If I’m being completely honest, the number one thing that the enemy uses to get me down is fueling the stinging pains of loneliness. It doesn’t take much work for him because the very thought of being alone forever shakes me at a core level. God made us for community and even beyond that, He put an overwhelmingly deep and strong desire in my heart for a husband and family.
The deep feelings of loneliness come and go, but the other night in particular was really rough. The thought of being alone, especially being alone forever, rocked my soul and stirred anxiety and doubt within my increasingly distressed heart. I kept catching myself asking, “What is wrong with me?…”
“Am I too much? Am I not enough? Am I pretty enough? Skinny enough? Smart enough? Am I “too Christian”? Am I not “Christian enough”?”
And just like that, I found myself believing the lies of the enemy…
I ended up finding myself reading a book called Uninvited by the amazing Lysa TerKeurst and one line struck me in such a way that it made tears flow. I’m not a crier, but at a time when my soul was deeply broken, this one line found a way to slip through the cracks.
“Jesus was alone too.”
Lysa brought me back to the garden of Gethsemane right before Jesus was taken away to be crucified (Mark 14). Jesus and His disciples were in the garden and Jesus instructed them to pray. He went off to pray alone because His soul was so deeply troubled. He knew the pain to come and He pleaded with the Father to “remove this cup” from Him. But when He returned to where He left the disciples, He found them asleep..
All Jesus asked them to do was pray and they couldn’t help but fall asleep — how often do we find ourselves in the same position as the disciples? Jesus just asks us to do one thing and yet, we can’t even do that… But that’s a whole different blog post…
Lysa continued to explain that even though Jesus had His disciples close by, He knew He was completely alone. “Alone in His understanding of the seriousness of that night. Alone in His pain. Alone in His assignment.”
Oh, how this brought so much comfort to my overwhelmed soul. Jesus, my rock and my firm foundation, knew exactly what it felt like to be alone. He had the weight of the world on His shoulders and He knew pain intimately, even though no one else understood.

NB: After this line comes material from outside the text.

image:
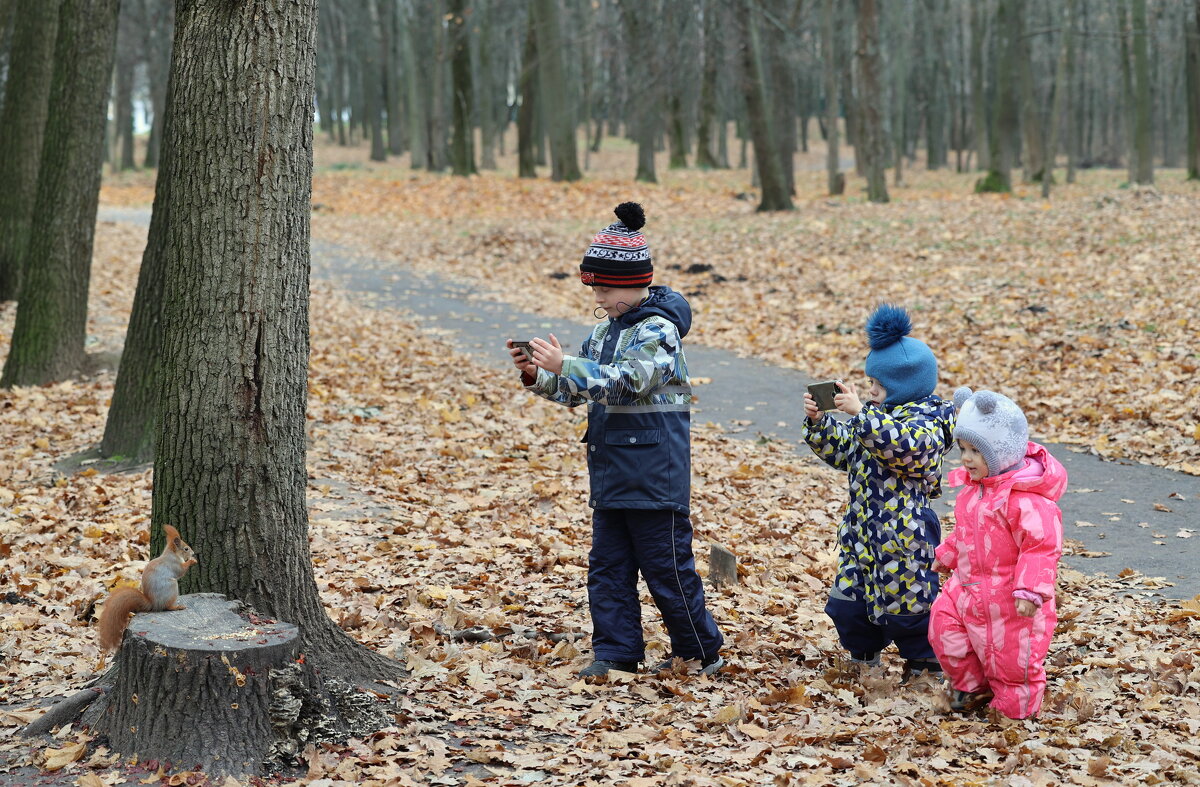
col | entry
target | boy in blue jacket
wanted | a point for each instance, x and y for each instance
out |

Every single hardship that I walk through, including loneliness, Jesus has already walked before me. He knew loneliness intimately and still chose to walk through it before me.
I don’t know where you’re at tonight… Maybe you too know loneliness in a intimate way like me and Jesus. Maybe you’ve wrestled with those same feelings. Maybe you’re wondering what in the world is wrong with you for feeling that way..
Hey, guess what…
You’re not alone in this. And it’s okay. It’s really okay not to be okay, because the best news of all is that Jesus Himself has already walked through it and He has the ultimate victory.
Lysa put it this way, “In the midst of struggles, He is there… I just have to acknowledge that reality. “God, I love You. I don’t love this situation. But I love You. Therefore, I have everything I need to keep putting one foot in front of the other and walking through until I get to the other side of this.” One step at a time. With the full assurance that God is okay with me even when I’m not okay with me.“
Even after Jesus’s intimacy with loneliness, He endured the pain of the cross for you and for me. He chose to walk through it so that we might know Him in a much more intimate way than we feel like we know loneliness. That’s good news!
I know that when the stings of loneliness come, it’s hard to get your mind in a better headspace. So here are a few ways to combat those terrible feelings of loneliness:
- Talk to Jesus. He’s been there, done that. He can relate to you because He walked through it too. The best way to combat loneliness is to get alone with Jesus…
- Get in the Word. My Pastor always says, “If you wanna hear the audible voice of God, read your Bible out loud.”
- Blare worship music. This helps to drown out the feelings of loneliness. It’s hard to feel down when you’re holding your hands up to an Almighty Savior.
I know that when loneliness comes, it’s difficult and obviously never fun… But I hope you’re encouraged to know that Jesus is right there with you, and so am I.